The homology groups are calculated as follows:
- for , for everyone else .
classification
Because the fundamental group is lens space , two lens spaces can only be homotopy equivalent if the number matches.
The lens chambers and are
- homotopy equivalent if and only for a .
- homeomorphic if and only if there is a permutation and a such that for .
3-dimensional lens spaces
3-dimensional lens spaces are the only 3-manifolds that have a Heegaard decomposition of the gender .
They are spherical 3-manifolds: their universal superposition is the 3-sphere . In particular, they have a Riemannian metric of constant positive sectional curvature .
literature
- Ralph Stöcker, Heiner Zieschang : Algebraic Topology. An introduction. Second edition. Math guides. BG Teubner, Stuttgart 1994, ISBN 3-519-12226-X
- Nikolai Saveliev: Lectures on the topology of 3-manifolds. An introduction to the Casson invariant. Second revised edition. de Gruyter Textbook. Walter de Gruyter & Co., Berlin 2012, ISBN 978-3-11-025035-0
- Claude Weber: Lens spaces among 3-manifolds and quotient surface singularities , RACSAM 112, 2018, pp. 893-914.
Web links
- Lens Spaces (Manifold Atlas)
Individual evidence
- ^ Jean Dieudonné: A history of algebraic and differential topology, 1900-1960 (= Modern Birkhauser Classics ). Reprint of the 1989 edition. Birkhäuser , Boston 2009, ISBN 978-0-8176-4906-7 , p. 42 , doi : 10.1007 / 978-0-8176-4907-4 .

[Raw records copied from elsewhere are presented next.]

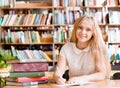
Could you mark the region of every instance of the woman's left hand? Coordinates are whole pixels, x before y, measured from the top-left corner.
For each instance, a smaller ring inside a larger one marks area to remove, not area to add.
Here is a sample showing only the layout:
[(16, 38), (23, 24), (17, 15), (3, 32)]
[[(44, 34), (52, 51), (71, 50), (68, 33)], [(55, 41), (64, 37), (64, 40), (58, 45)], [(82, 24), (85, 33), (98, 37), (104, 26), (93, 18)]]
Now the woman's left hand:
[(84, 82), (85, 80), (86, 79), (84, 77), (72, 77), (66, 83), (68, 84), (79, 83), (79, 82)]

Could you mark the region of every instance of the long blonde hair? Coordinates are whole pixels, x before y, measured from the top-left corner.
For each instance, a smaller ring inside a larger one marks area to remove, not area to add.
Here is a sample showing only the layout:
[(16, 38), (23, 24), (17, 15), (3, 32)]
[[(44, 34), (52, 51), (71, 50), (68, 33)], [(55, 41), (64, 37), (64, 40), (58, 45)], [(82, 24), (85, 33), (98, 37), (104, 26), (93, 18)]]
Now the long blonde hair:
[(94, 17), (84, 15), (75, 21), (70, 42), (77, 43), (76, 30), (78, 29), (79, 24), (84, 20), (91, 20), (90, 22), (92, 22), (90, 24), (93, 28), (93, 35), (91, 40), (89, 41), (90, 51), (92, 53), (92, 56), (95, 58), (96, 61), (99, 60), (104, 61), (104, 64), (101, 65), (106, 65), (106, 71), (109, 74), (111, 68), (110, 68), (110, 62), (109, 62), (106, 45), (102, 37), (101, 29)]

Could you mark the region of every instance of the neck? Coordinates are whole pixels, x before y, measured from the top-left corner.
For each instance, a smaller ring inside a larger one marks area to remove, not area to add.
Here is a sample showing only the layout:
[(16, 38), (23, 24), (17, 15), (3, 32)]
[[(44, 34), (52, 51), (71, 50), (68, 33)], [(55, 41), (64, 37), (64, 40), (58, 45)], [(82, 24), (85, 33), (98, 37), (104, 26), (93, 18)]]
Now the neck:
[(80, 43), (80, 42), (76, 43), (76, 47), (79, 49), (85, 49), (87, 46), (88, 46), (88, 43)]

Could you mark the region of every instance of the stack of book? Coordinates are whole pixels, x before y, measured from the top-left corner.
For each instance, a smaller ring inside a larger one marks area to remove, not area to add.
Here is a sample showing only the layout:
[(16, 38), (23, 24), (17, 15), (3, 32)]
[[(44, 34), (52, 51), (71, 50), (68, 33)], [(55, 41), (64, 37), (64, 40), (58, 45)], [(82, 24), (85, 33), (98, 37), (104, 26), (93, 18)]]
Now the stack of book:
[(48, 66), (48, 62), (11, 63), (6, 85), (29, 86), (45, 84), (48, 82), (48, 77), (45, 75), (48, 71)]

- ↑ H. Tietze: About the topological invariants of multidimensional manifolds . In: Monthly books for mathematics and physics . tape 19 , no. 1 , December 1908, ISSN 0026-9255 , p. 1-118 , doi : 10.1007 / BF01736688 .
- ^ Kurt Reidemeister: Homotopy rings and lens rooms . Dep. Math. Sem. Univ. Hamburg 11: 102-109 (1935)
- ↑ P. Olum: Mappings of manifolds and the notion of degree . In: Ann. of Math. , (2) 58, 1953, pp. 458-480. JSTOR 1969748
- ^ EJ Brody: The topological classification of the lens spaces . In: Ann. of Math. , (2) 71, 1960, pp. 163-184. JSTOR 1969884
- ^ John Milnor : Whitehead torsion . In: Bull. Amer. Math. Soc. , 72, 1966, pp. 358-426. maths.ed.ac.uk ( Memento of the original from May 29, 2016 in the Internet Archive ; PDF) Info: The archive link was inserted automatically and has not yet been checked. Please check the original and archive link according to the instructions and then remove this notice.